This was written a few weeks ago and there were no plans to publish it. The death of Don Sanderson changed that.
Those calling for an end to hockey violence before a player is killed have missed the boat by roughly a century. Verifiable deaths happened over one hundred years ago, and there might well have been some before that, lost in the dim light of hockey’s dawn. Historical records show Owen McCourt died way back in 1907. Edgar Dey won the 1909 Stanley Cup with the Ottawa Hockey Club but didn’t get to regale grandkids with tales of the grand feat; he died three years later. Cause of death? In both cases, complications from on-ice head injuries. The only NHL player to lose his life as a direct result of playing the game was Bill Masterton; he lives on in the NHL trophy bearing his name.
The latest ammunition in the arguments about hockey violence, specifically hits to the head, is a 21-year-old young man. Don Sanderson of the storied Whitby Dunlops lay in a Hamilton hospital, unaware of the debate his injury triggered.

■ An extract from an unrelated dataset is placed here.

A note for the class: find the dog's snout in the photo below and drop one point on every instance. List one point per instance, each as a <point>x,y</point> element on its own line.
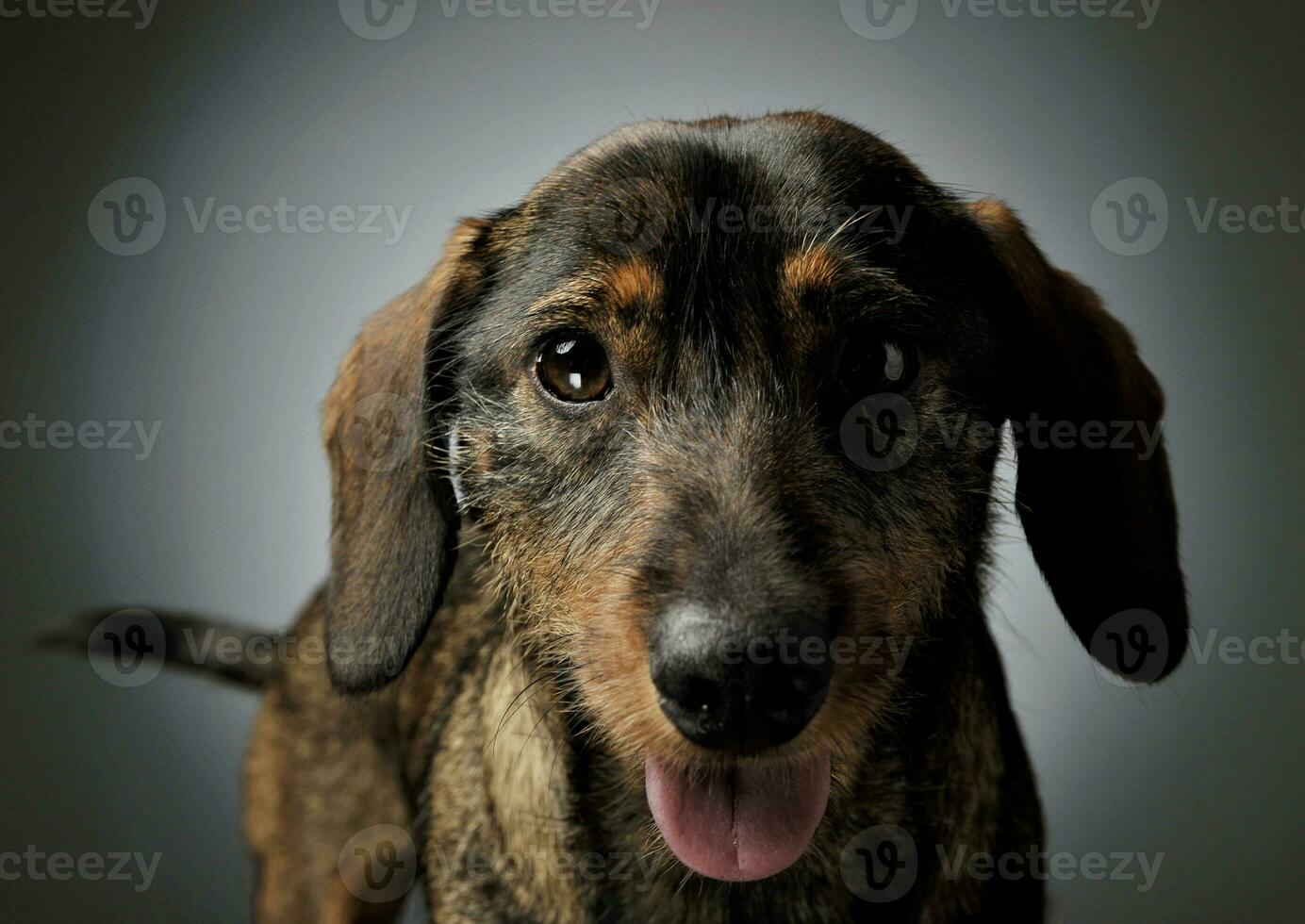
<point>739,689</point>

Sanderson was used to dangling a puck on a string. His parents watched fate dangle their comatose son’s life in front of tear-filled eyes, while sitting next to a hospital bed far from home.
Sanderson was doing what so many Canadians do with their precious few hours of winter leisure time – playing hockey. Most post-adolescent players sweat it out in various beer leagues. Sanderson plied his craft at a higher level in Major League Hockey, successor to the Ontario Hockey Association. Unlike the typical Friday night post-work shinny, the OHA has been host to many top players, including former NHLers Rick Vaive, Wayne Cowley(one NHL game still counts), Peter Zezel, Gilbert Dionne, and Todd Harvey. Winners of the championship get the chance to compete for the Allen Cup, Canada’s top honour for senior amateur male hockey.
Don Sanderson won’t get that chance this season. His stats show the defenceman was not a finesse player. During three seasons in the OJMHL – Junior A – he racked up 195 penalty minutes in 75 games, finding time to notch 2 goals and 7 assists. Even though he was not drafted into the OHL, Sanderson had no trouble getting on the Whitby Dunlops roster.
In a league that supposedly has zero tolerance for fighting, Sanderson and Corey Fulton, (the Brantford Blast player he fought with) had combined for seven fighting majors in their combined 18 games. The fact that each major came with a game misconduct was not a deterrent. No one can guarantee Sanderson would not be in a coma if his helmet stayed on. Save the bets for the Super Bowl. Helmets, like seat belts can be life savers.
One side in the battle over head hits makes the point that violence and fighting have always been a part of hockey. This is historically inaccurate. Organised hockey was originally a game of skill and endurance, having nothing to do with pugilistic punches. The game was so tame, women(referred to back then as the fairer sex) were encouraged to play in their own matches. This camp also makes the case that giving penalties for improperly secured helmets would be too onerous a task for NHL referees. If they can measure for illegal sticks and dole out sin bin minutes for flappy fight straps, shifty helmets should logically be another night at the rink for the zebras.
Those in favour of banning head shots and calling for penalties on improperly secured helmets are accused of changing the game, making it a “sissy” sport. Bad situations require good changes. From the time hockey players first lace ‘em up they’re told to keep both hands on the stick, keep said stick on the ice, and “keep your head up.” The cry to mandate keeping those heads covered, regardless of age, is getting louder and louder.
Don Sanderson did not live long enough to hear it.